The phrase "No risk, no fun!" runs through my brain while I roll my metaphorical sleeves up. Less metaphorically, I install Microsoft's Debugging Tools for Windows from my write-protected USB flash drive – principally for its excellent WinDbg debugger. It requires .NET, but that's already installed.
Normally the debugger would be run on a separate analysis system and would control the computer running the code we want to analyse via a serial cable or FireWire. In the absence of a second computer, I'm going to have to debug locally. But then what are tools like Mark Russinovich's LiveKd for? I sling it into the WinDbg installation directory and also copy Moonsols' useful callbacks.wdbg script for WinDbg into the scripts\ subdirectory.
We're ready to roll. I launch LiveKd with the argument
–w, which calls WinDbg. LiveKd starts by asking me whether I want to download the current file symbols from the Microsoft Symbol Server at http://msdl.microsoft.com/download/symbols. You bet I do – this is what tells the debugger the addresses for all of the Windows functions and data structures. Since this varies between Windows versions, languages, service packs and even individual updates, the right symbols for the particular system are always required.
Firstly, I'd like to find out whether the malware has embedded itself within the system and, if it has, how deep it's embedded. This is where callbacks.wdbg can help me. Various events can cause the Windows kernel to activate callback handlers. Creating a new process, for example, triggers an event which you can register with the kernel as PspCreateProcessNotifyRoutine.
Pretty much every sophisticated kernel mode rootkit I've come across over the last few years uses one of these options to hook itself into process launches. This allows it to deactivate security software on loading, or to inject user mode components into trusted Windows processes such as svchost, winlogon and services.exe.
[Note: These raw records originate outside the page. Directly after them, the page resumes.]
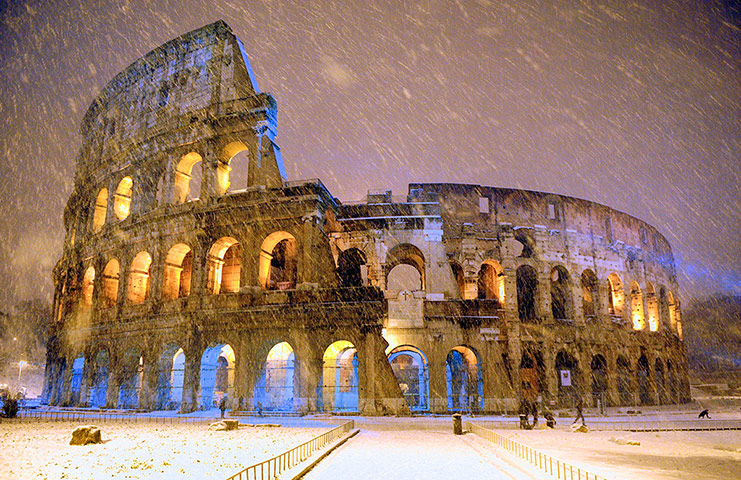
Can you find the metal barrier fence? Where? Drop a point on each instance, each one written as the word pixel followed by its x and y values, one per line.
pixel 271 468
pixel 100 417
pixel 666 425
pixel 550 465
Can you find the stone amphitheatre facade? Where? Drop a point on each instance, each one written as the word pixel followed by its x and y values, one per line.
pixel 193 270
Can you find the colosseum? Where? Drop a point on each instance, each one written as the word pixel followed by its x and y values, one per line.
pixel 193 270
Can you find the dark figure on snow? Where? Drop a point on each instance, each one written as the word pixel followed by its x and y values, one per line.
pixel 579 413
pixel 222 406
pixel 523 413
pixel 550 421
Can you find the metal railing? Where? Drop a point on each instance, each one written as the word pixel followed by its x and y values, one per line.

So I launch the callback script from the kernel debugger prompt. It runs through the events in sequence and lists all of the handlers registered for these events:
OK, so the KD syntax takes a little getting used to. Once you get the hang of it though it's the most powerful tool in the Windows ecosystem. I ignore the error messages for a few symbols which KD is unable to resolve and concentrate on the callbacks found. None of the callbacks for
Create Thread or
BugCheckCalls point to known Windows functions in the HAL or the NDIS or SMB drivers. Nothing to see here. But what does pull me up short is an entry under
load image notify callback – its address,
0x820d78eb, apparently points into completely uncharted territory.
This calls for a second look using the KD command
!address 0x820d78eb. The debugger confirms my fears:
813ed000 - 01213000
The kernel's nonpaged pool usually contains data which is always directly associated with physical memory, i.e. is never swapped out to the hard drive. This is where the kernel stores data structures which still need to be available when a page fault while reading data from the hard drive would prove fatal. It's not a good idea to start additional read operations when handling a hard drive controller hardware interrupt.
The data stored here contains information on processes, semophores, mutexes, etc. Memory from the nonpaged pool is almost never used for code. I have only ever seen code in this area when a rootkit has been involved, most recently with a piece of malware called TDL. Could I be looking at a TDL variant? If I am, then Hans has managed to infect his brand new system with a pretty advanced kernel rootkit.
An increasing number of rootkits, including a number of TDL variants, use a special technique to get their code executed. Windows maintains a pool of what are known as system worker threads, launched by the system process during boot. These are intended to take work off the hands of other threads, such as threads for handling interrupts. This is done for purposes such as vacating an area of code which locks important system resources whilst executing as quickly as possible, or just to improve the stability of key kernel components.